Но когда Леонид Николаевич перешел к народникам, Корнев уже с беспокойством и тревогой, найдя наконец Моисеенко, стоявшего у колонны, смотрел ему в лицо. Моисеенко неопределенно смотрел на Леонида Николаевича, и по его лицу Корнев ничего не мог сообразить, что говорил Леонид Николаевич: дело или, что называется, зарапортовался. Так же молча, не выражая больше ни восторга, ни разочарования, насторожившись, сидели Долба и Рыльский.
Лицо Беренди, напротив, продолжало по-прежнему сиять, и он победоносно смотрел то на Картышева, то на Вервицкого.
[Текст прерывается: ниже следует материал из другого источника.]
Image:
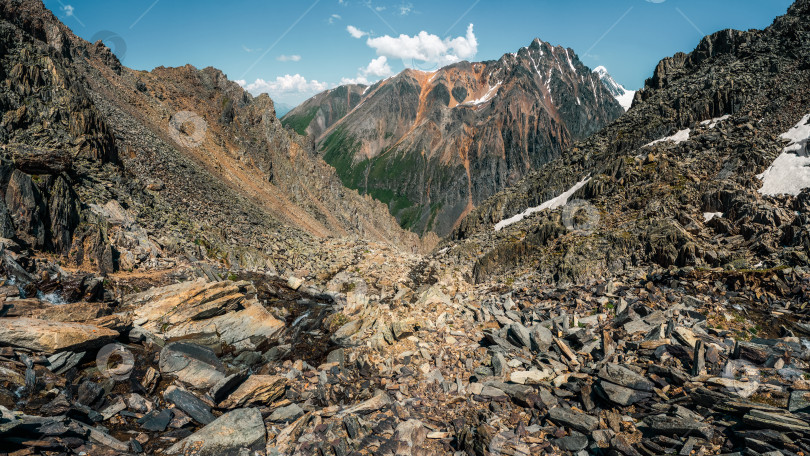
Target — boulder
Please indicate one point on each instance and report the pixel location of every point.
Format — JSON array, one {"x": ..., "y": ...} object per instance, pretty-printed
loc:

Вервицкий, упершийся кулаком на барьер и положивший на кулак свой подбородок, сидел, сонно смотрел и, тревожимый взглядом Беренди, раздраженно только сдвигал брови: это возбуждение Беренди и раздражало и обижало его, – он сравнивал Берендю с мухой на рогах вола и чувствовал за своего друга всю унизительную глупость его.
– Ну же, оставь! – наконец не вытерпел Вервицкий, раздраженно огрызнувшись на Берендю, – слушать мешаешь.
Карташев давно потерял связь и только мгновениями ловил себя на том, что думал в это время и о деревне, и о матери, и о товарищах, и только никак не мог сосредоточиться и слушать Леонида Николаевича. Взгляд Беренди сосредоточил его на мгновение, и, прослушав внимательно о народниках, Карташев согласился и кивнул головой Беренде в знак своего согласия. Он даже обрадовался словам учителя: этот взгляд не шел так вразрез со взглядом матери, – разрез, который ставил его в безвыходное положение какой-то оппозиции, обреченной жить чем-то таким отвлеченным, к которому никак не подмостишь ни сердца, ни всего того, что наполняет повседневную жизнь, что требовало общения, примирения, любви, деятельности, за что кричал весь организм, кричал назойливо, настойчиво и представлял страшный довод: у человека не две жизни, и жить жизнью бесплодной смоковницы нельзя, невозможно.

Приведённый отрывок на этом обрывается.